Dark side of Japan revealed in film about Internet cafe living

Before Junichiro Koizumi was elected Prime Minister employment in Japan was stable, with a majority of those seeking full time work finding and those holding part time or temporary positions were either high school or university students the culture of temporary work and contracts didn't exist and then Japan's labor laws were amended in 2004 and the a large portion of the work force became temporary workers.  While the situation wasn't great, people were able to survive.

That changed with the 2008 financial crisis. Suddenly all those temporary workers became redundant and with it came an unstable and  untenable employment climate.  Which led to the birth of the internet culture which exists in Japan today.  Low wages and poor working conditions will do that.



The bleak and unforgiving existence of Japan's salarymen and part-time workers, who often live in Internet cafes to save on rent, is difficult to describe, but one filmmaker has done a great job of giving us a brief peek.
Net Cafe Refugees is a short 10-minute documentary that plunges the viewer into the world of 24-hour Internet-connected cubicles that serve as makeshift living spaces for many Japanese living on the edge of society.

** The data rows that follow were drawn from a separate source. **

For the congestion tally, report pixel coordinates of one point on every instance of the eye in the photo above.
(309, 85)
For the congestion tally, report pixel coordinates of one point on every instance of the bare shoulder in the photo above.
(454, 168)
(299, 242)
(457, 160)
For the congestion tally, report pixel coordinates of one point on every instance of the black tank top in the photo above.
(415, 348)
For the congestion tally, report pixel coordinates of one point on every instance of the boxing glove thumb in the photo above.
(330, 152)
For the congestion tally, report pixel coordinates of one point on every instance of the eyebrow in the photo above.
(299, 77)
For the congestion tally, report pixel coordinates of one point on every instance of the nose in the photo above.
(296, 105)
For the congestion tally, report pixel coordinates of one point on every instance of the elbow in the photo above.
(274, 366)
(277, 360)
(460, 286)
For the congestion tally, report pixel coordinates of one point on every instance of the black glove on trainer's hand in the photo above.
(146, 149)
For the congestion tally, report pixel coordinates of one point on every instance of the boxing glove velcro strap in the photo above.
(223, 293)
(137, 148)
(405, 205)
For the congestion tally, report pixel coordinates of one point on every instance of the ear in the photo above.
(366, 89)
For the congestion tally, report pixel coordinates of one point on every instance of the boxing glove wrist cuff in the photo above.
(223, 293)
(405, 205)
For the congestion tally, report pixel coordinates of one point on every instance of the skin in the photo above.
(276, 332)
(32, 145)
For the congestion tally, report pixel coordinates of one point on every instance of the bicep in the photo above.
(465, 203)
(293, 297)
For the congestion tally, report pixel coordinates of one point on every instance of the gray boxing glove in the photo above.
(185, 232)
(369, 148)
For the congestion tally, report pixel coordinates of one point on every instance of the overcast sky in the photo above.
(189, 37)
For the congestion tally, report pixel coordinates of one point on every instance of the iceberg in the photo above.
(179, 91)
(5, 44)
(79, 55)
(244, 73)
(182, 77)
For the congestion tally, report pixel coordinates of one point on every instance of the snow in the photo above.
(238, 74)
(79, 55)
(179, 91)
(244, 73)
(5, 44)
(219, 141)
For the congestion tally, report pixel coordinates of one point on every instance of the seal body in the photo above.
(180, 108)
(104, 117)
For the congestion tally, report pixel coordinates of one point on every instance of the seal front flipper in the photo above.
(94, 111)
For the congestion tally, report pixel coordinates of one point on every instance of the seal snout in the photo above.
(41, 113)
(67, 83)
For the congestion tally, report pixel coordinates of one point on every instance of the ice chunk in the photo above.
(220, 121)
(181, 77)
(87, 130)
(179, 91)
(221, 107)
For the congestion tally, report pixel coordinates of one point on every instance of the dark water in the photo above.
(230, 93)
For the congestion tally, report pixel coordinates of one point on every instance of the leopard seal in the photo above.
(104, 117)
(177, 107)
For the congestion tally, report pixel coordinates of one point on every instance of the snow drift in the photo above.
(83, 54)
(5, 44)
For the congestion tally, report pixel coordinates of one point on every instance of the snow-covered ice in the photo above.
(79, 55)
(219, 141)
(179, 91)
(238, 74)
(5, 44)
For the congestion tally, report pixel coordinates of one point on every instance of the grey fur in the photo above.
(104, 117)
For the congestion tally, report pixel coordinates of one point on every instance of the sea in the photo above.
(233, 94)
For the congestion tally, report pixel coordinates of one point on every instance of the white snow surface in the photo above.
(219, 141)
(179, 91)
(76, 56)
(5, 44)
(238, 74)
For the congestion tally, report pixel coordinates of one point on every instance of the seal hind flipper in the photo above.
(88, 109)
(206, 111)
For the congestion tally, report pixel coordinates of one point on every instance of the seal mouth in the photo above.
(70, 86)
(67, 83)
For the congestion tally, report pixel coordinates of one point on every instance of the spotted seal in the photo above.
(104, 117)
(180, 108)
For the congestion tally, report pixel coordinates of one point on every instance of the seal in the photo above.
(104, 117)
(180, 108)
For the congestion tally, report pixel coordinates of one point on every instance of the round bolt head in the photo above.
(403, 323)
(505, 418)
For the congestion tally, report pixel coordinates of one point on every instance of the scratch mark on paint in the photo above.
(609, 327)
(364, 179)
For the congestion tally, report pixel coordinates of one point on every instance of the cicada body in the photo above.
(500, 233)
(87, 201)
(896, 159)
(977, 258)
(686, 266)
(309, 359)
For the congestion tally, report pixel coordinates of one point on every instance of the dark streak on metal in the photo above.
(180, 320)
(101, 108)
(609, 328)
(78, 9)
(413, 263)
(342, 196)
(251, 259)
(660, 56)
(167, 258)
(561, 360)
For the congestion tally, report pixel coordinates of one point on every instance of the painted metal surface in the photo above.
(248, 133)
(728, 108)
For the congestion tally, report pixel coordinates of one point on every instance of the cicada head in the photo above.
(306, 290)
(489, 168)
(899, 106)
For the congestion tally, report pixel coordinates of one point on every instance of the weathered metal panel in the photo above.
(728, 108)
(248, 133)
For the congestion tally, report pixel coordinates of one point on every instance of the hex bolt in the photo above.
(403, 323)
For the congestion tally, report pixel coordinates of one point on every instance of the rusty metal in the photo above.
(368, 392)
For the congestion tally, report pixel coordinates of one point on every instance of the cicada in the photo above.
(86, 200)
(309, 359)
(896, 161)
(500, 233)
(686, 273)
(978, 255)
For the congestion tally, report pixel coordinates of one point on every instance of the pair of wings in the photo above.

If you've ever wondered if some of those film depictions of futuristic, dystopian cities will ever come to fruition, you need look no further than the dark, broadband-connected caves shown in director Shiho Fukada's film.

One part-time construction site worker is shown spending his time between monotonous work shifts and Internet cafe existence by chain smoking and staring listlessly at a computer screen surrounded by black walls draped with wires. Another man admits that he has lived in an Internet cafe for four months, after quitting his job as a computer systems manager at a credit card company.